For each question, an answer is generated. In parallel, the core team (and ideally, other stakeholders) define the evaluation dimensions, as not every dimension is equally important in every context.
Typically, we use:

  • Correctness: Is the information accurate? Is there even a clear right/wrong?
  • Completeness: Is the information complete? Are important aspects missing?
  • Tone: Does the tone match what we want? Textmate can be very helpful here, by the way.)

Evaluating

Then comes the tedious part: several people assess each question–answer pair along the defined dimensions.

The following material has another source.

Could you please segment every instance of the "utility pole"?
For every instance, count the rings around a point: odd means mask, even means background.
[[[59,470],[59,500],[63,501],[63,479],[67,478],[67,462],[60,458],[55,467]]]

  1. Good/not good: For each dimension, they decide whether the answer is “good” or not.
  2. Justification: Every rating has to be justified. That may feel time-consuming, but it’s crucial – it’s the only way to build a shared understanding of what “good” means.
  3. Blind evaluation: Evaluators shouldn’t see one another’s scores. If results differ widely, the criteria are probably too vague.
  4. Discussion: Where there are discrepancies, a joint discussion helps. These conversations are often the most valuable part of the whole process.

After 50–100 evaluated examples, you get a clear picture of the initial situation – and usually also of what needs to happen next.

Scaling with tools

Manual evaluation doesn’t scale well: evaluating 100 questions by hand is doable. 1,000 is painful. 10,000 in continuous monitoring? Impossible.

That’s where tools come in.

LLM-as-a-Judge: how it works

The idea is simple: an LLM evaluates the chatbot’s answers based on defined criteria. In very simplified terms, it needs:

  1. The question
  2. Your system’s answer
  3. The gold standard (what the ideal answer should look like)

The evaluator then outputs a conclusion and justification.

The biggest risk: you replace one problem (evaluating the chatbot) with another (evaluating the evaluator). That’s why the automated evaluation must be calibrated. To do this, we typically take 50–100 manually evaluated examples and have them assessed by the LLM as well. If the results align, the judge is working reliably.

After that, continuous improvement begins; more on that another time. At the end of these iterations comes the big moment: go-live.

Go-live and continuous monitoring

We recommend starting the go-live quietly at first, without a big announcement. That way, the chatbot can be further improved in the first days based on real user questions.

But the work isn’t done once it’s live: ongoing evaluation is crucial. Metrics that are particularly helpful include:

  • Share of unanswered questions
  • Groundedness (i.e is the bot hallucinating, or are the facts based on the sources?)
  • Human spot checks, especially where evaluations are weak or groundedness is low
  • And last but not least: user feedback.

With clear, easy-to-understand metrics, even a chatbot handling 10,000 or more questions can be reliably monitored – without having to review every single one.

Evaluation ist kein «Nice-to-have»

The difference between a successful chatbot and a failed one doesn’t lie in the best embedding model, the latest LLM or the cleverest retrieval algorithm.
It lies in the willingness to invest time in evaluation.

In human evaluations.
In automated monitoring.
In continuous improvement.

That’s the only way to build trust – the foundation for adoption.